Resident oriented approach to safety:
1. Our resident-oriented approach to safety addresses safety and accident hazards for individual residents ...
3.The interdisciplinary care team shall analyze information obtained from assessments and observations to identify any specific accident hazard or risk for that resident. The care team shall target interventions to reduce the potential for accidents."
A review of the facility's (P&P) titled, "Hazardous Areas, Devices and Equipment," last revised in 7/2017, indicated "Policy Statement: All hazardous areas, devices and equipment in the facility will be identified and addressed appropriately to ensure resident safety and mitigate accident hazards to the extent possible ...

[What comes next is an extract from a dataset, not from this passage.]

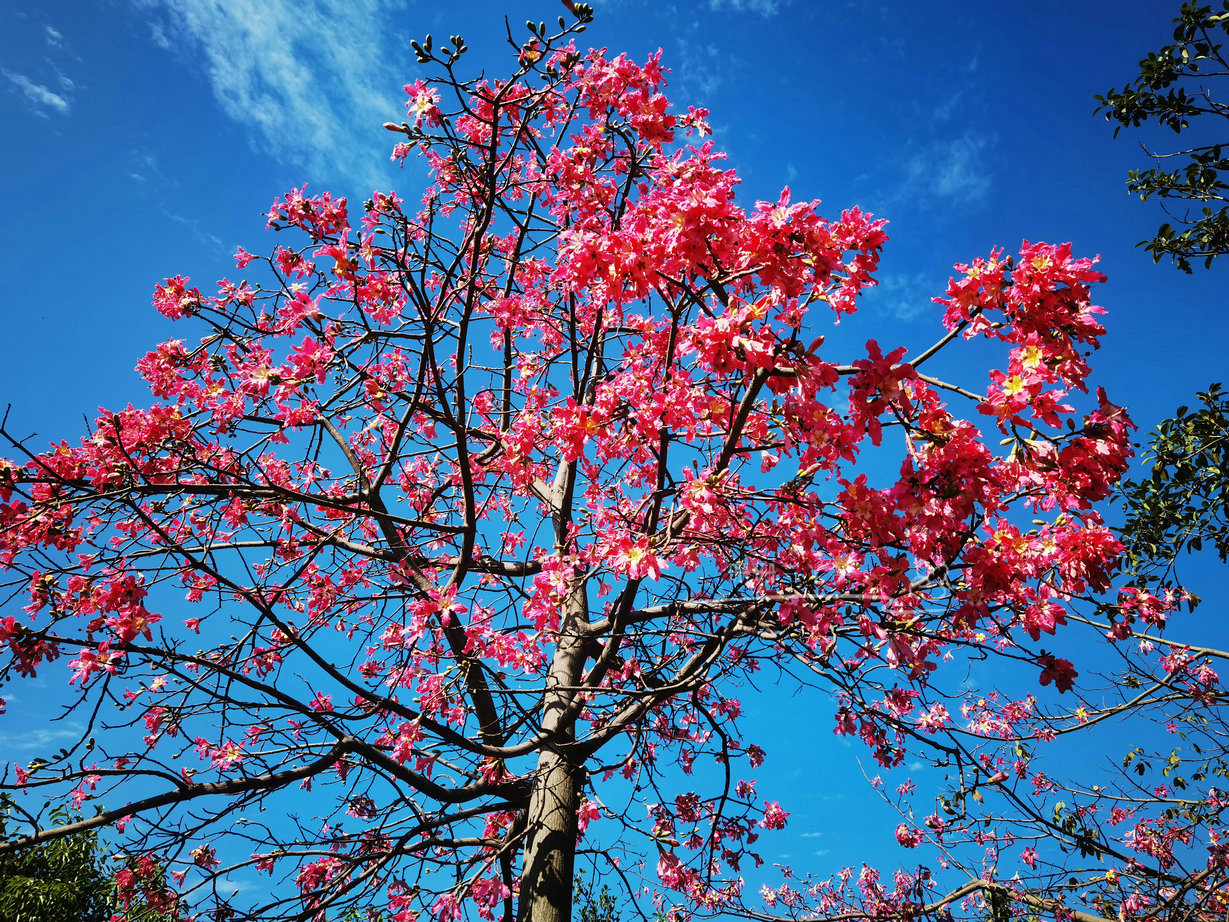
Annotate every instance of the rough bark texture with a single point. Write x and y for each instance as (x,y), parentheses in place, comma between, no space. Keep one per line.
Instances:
(551,818)
(551,843)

Identification of Hazards ...
1.A hazard is defined as anything in the environment that has the potential to cause injury or illness. Examples of sentimental hazards include, but are not limited to the following:
c. sharp objects that are accessible to vulnerable residents; ...
g. access to toxic chemicals;"
A review of the facility's P&P, titled, "Transfer or Discharge, Emergency," revised in 8/2018, indicated "Policy Statement: Emergency transfers or discharges may be necessary to protect the health and/or well-being of the resident(s)."

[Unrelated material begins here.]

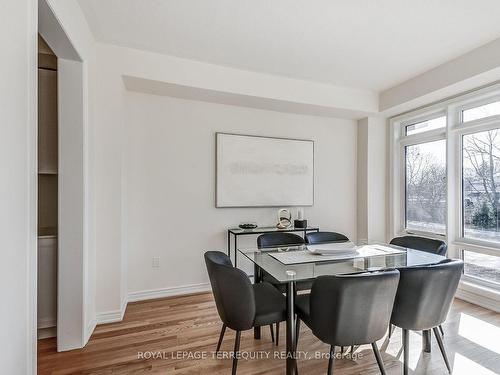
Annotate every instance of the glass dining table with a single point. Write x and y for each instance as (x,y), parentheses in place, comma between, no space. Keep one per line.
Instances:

A review of the undated Duracell (brand name of batteries) "Safety Data Sheet," indicated "Section 4: First Aid and Measures...
Swallowed: If battery contents are swallowed, do not induce vomiting ...Seek immediate medical attention."

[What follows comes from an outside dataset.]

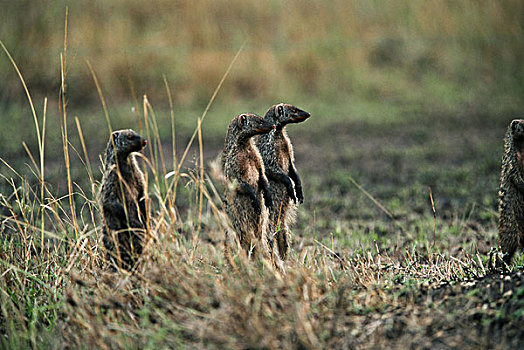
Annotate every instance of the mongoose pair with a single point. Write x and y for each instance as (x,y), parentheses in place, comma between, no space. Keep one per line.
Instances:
(511,192)
(122,198)
(262,176)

The facility failed to ensure Resident 216, who had a behavior of ingesting foreign objects was supervised to prevent ingesting a paper clip and batteries by failing to:
1. Monitor and supervise Resident 216 to ensure the resident did not have episodes of self-harm behavior in accordance with the care plan focusing on risk for injury.
2. Notify the PMD on 8/19/2024 that the ordered STAT abdominal x-ray was not done immediately as ordered by the physician for Resident 216 due to insurance eligibility issues.
3. Revise the care plan focusing on risk for injury after Resident 216 ingested a paper clip on 8/19/2024, and after Resident 216 ingested batteries on 8/25/2024, to ensure interventions are in place to prevent the resident from self-harm behaviors like ingesting foreign objects.
As a result, Resident 216 was placed at increased risk for serious injury, serious harm, intestinal hemorrhage, bowel obstruction, gastrointestinal (GI) erosion (a sore or raw area in the stomach lining), serious impairment, or death. Resident 216 was transferred to the GACH for further evaluation and management on 8/20/2024 after ingesting the paper clip. On 8/25/2024, Resident 216 ingested batteries and was transferred to the GACH on 8/26/2024 at 3:14 p.m. for further evaluation and management. Resident 216 has not returned to the facility as of 8/31/2024.
The above violations had direct or immediate relationship to the health, safety, or security of Resident 216.